The patients were informed of the purpose and course of the study and of the fact that they could withdraw from the study at any stage. The study was approved by the relevant Bioethics Committee (No. 170/2020) and was conducted in accordance with the Helsinki Declaration and the principles of good clinical practice, with respect for the rights and dignity of the participants.

Description of the Statistical Methods Used

An analysis of quantitative variables (ie those expressed numerically) was performed by calculating the mean, standard deviation, median, and quartiles. An analysis of qualitative variables (ie those expressed non-numerically) was performed by calculating the number and percentage of occurrences of each of the values. Correlations between the quantitative variables were calculated using the Spearman correlation coefficient. Multiple linear regression analysis was used to assess the impact of several variables on a given quantitative variable. The results were presented as parameter values in a regression model with a confidence interval of 95%. A significance level of 0.05 was adopted in the study. This means that all p values below 0.05 were interpreted as an indication of significant relationships. The analysis was performed using the R-4.1.1. statistical software.14

Characteristics of the Study Group

The mean age of the study group was 52.4±16.97 years, the majority of patients were in a relationship (63.37%), and had a normal BMI (58.12%) (Table 1). Over half of the group (61%) did not have any comorbidities. In the remaining RA patients, the most common comorbidities included arterial hypertension (20.79%) and hypothyroidism (17.82%). The vast majority of patients were treated with tocilizumab (67.33%). The mean RA duration in the group studied was 13.54±9.51 years and the disease activity score was 4.8±0.8.

Table 1 Socio-Clinical Characteristics of the Study Group

Using the VAS tool, the respondents assessed the intensity of their pain at 4.4±2.7. As for mood disorders, the mean anxiety and depression scores in the group studied were 20.0±2.3 and 17.1±2.2, respectively.

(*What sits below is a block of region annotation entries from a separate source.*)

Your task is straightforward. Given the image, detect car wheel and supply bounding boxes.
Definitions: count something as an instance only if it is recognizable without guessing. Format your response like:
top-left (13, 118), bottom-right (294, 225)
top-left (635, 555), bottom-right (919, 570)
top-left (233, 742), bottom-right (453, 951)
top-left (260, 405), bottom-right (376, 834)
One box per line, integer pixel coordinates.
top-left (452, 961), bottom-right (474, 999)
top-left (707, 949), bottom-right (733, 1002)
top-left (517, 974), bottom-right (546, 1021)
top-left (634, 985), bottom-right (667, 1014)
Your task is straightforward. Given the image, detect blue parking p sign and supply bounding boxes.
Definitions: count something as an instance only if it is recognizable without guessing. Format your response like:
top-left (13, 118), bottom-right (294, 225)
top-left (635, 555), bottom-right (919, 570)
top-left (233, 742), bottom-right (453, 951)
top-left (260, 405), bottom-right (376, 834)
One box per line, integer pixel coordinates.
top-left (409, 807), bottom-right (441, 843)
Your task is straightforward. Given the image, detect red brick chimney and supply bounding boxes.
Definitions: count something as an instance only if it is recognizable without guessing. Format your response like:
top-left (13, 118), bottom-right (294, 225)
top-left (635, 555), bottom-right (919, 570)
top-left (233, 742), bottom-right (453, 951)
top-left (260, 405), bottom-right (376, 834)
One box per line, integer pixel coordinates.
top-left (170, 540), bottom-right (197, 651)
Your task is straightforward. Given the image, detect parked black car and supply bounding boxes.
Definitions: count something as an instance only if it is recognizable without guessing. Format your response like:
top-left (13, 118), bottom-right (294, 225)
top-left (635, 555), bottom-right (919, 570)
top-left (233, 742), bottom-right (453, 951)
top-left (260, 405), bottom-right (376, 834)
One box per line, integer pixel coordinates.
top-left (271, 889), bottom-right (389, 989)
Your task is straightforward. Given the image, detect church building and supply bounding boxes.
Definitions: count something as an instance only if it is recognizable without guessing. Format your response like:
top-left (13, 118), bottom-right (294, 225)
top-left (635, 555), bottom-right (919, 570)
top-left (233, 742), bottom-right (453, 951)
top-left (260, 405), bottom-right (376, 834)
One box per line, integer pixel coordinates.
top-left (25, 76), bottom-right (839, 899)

Perception of Health and QoL

The mean QoL perception score was 3.48±0.8, which means that the respondents believed their QoL fell into the range between good and average (Table 1). Nearly 40% of the respondents could not clearly determine their QoL, perceiving it as neither poor nor good, and 10% believed their QoL is poor or very poor. The mean health perception score was 2.63±1, which means that the respondents believed their health fell into the range between dissatisfactory and average. Over 50% of the respondents in total were dissatisfied and very dissatisfied with their health: 42.57% and 9.90%, respectively (Table 2).

Table 2 Perception of QoL and Health in the Patients Studied

QoL Assessment in Individual Domains of the WHOQOL-BREF Questionnaire

When assessing their QoL, the respondents assigned the highest scores in the psychological domain (15.87±2.12) and social relationships domain (15.45±2.09), and slightly lower scores in the environment domain, in which the assessment pertained to physical safety and security, financial resources, and the quality of health care (14.6±2.17) (Table 1). The lowest scores were obtained in the physical health domain, which involves the assessment of pain and discomfort, sleep and rest, and fatigue (11.4±2.44).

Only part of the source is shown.